Look, I’m not a huge fan of the hot weather we get here in summer. I have a lot of fur and no actual sweat glands, so it’s not really what I’m suited for, let’s just say. But I also was not meant to live in weather that makes my pee freeze as it exits my body. This weather is actually more for my friends the sled dogs who often live up with Santa and that freak of nature, Rudolph. (He’s a nice guy, but the red nose is kind of blinding when you’re trying to just hang out and chew a bone with him.) I just can’t get behind weather that entails me needing to humiliate myself with booties. I simply won’t wear them, but then when I go outside and my paws literally freeze after a brief jaunt around the yard, it makes me think my ego isn’t serving me.

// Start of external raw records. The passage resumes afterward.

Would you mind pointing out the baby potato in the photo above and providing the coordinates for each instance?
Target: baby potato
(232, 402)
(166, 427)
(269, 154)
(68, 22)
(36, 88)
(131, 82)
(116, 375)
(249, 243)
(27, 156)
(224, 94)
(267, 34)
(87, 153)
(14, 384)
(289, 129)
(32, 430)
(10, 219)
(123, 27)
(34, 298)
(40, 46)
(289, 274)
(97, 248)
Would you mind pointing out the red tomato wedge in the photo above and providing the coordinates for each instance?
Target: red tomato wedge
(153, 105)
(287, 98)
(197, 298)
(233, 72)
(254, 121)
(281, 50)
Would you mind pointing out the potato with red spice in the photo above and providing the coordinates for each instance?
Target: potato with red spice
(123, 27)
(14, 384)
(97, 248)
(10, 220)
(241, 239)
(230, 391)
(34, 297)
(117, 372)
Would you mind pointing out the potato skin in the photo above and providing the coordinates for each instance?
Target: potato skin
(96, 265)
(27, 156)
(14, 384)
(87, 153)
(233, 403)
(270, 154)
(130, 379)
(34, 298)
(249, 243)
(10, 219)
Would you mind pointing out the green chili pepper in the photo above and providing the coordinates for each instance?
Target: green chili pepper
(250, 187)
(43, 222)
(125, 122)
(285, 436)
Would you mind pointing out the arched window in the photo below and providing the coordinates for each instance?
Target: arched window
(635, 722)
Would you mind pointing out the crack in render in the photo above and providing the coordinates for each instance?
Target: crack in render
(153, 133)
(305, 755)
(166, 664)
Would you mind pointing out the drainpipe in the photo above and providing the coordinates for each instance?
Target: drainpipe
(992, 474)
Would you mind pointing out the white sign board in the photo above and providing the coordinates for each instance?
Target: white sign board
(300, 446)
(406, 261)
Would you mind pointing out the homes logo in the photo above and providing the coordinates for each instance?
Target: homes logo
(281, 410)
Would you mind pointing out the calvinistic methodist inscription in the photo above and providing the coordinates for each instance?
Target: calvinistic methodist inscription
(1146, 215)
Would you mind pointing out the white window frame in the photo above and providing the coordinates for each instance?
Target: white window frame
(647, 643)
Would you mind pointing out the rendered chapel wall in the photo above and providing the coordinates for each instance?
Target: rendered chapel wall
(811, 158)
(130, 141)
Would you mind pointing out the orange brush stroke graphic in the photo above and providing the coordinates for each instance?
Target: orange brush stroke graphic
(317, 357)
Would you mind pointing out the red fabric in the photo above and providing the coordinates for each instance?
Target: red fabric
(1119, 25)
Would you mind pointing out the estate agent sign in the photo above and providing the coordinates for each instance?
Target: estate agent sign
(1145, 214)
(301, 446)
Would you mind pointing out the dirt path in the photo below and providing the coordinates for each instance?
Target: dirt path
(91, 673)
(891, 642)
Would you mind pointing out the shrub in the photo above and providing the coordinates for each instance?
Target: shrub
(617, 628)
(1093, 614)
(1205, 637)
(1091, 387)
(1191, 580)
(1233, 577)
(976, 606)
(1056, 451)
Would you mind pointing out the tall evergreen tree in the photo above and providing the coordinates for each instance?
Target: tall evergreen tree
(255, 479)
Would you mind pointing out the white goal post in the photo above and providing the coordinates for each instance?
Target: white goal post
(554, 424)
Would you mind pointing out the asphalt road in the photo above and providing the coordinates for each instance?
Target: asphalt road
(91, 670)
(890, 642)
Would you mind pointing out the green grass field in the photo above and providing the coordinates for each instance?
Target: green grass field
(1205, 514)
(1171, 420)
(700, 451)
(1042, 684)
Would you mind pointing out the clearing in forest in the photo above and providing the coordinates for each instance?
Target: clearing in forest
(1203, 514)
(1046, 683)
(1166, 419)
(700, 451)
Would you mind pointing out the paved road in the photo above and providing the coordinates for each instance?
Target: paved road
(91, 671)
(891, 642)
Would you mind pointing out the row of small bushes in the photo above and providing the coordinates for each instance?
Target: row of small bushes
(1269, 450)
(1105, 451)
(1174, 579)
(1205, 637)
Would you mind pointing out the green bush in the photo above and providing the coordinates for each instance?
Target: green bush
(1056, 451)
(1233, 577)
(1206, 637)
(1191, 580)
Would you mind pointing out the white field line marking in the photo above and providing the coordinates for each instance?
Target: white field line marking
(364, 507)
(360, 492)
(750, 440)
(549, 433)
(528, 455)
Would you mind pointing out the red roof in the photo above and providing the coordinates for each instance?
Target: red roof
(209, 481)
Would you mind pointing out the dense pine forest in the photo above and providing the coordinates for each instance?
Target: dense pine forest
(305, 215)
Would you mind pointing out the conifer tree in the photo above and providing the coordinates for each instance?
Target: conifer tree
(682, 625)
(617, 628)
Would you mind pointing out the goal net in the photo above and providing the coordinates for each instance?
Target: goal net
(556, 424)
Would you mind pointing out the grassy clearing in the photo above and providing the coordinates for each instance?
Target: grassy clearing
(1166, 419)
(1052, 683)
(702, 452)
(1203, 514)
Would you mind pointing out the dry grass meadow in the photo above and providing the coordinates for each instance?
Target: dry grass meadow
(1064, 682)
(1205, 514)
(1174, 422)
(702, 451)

The other thing this Polar Vortex doesn’t seem to understand is that when it’s 50 degrees below zero, the schools close around here, which means the kids are home all day causing havoc. Remember, I like them and all, but seriously, there is such a thing as too much family time. I take the weekdays to savor in some quiet time with me and my girl. She does work, I sit where I can see her if she moves, we might go for a walk or I go to work with her, I might get a chew stick, etc. It’s our time. Not to mention, she gets a little high strung when the kids are home and can’t go outside. (I say “a little” because she might read this.)
So, Polar Vortex, with all due respect, I’m done. I’m a man of habit and routine, and you have severely messed with all of that. Please move on and don’t drag behind you the hottest summer we’ve ever experienced. What would they call that? The Solar Misery?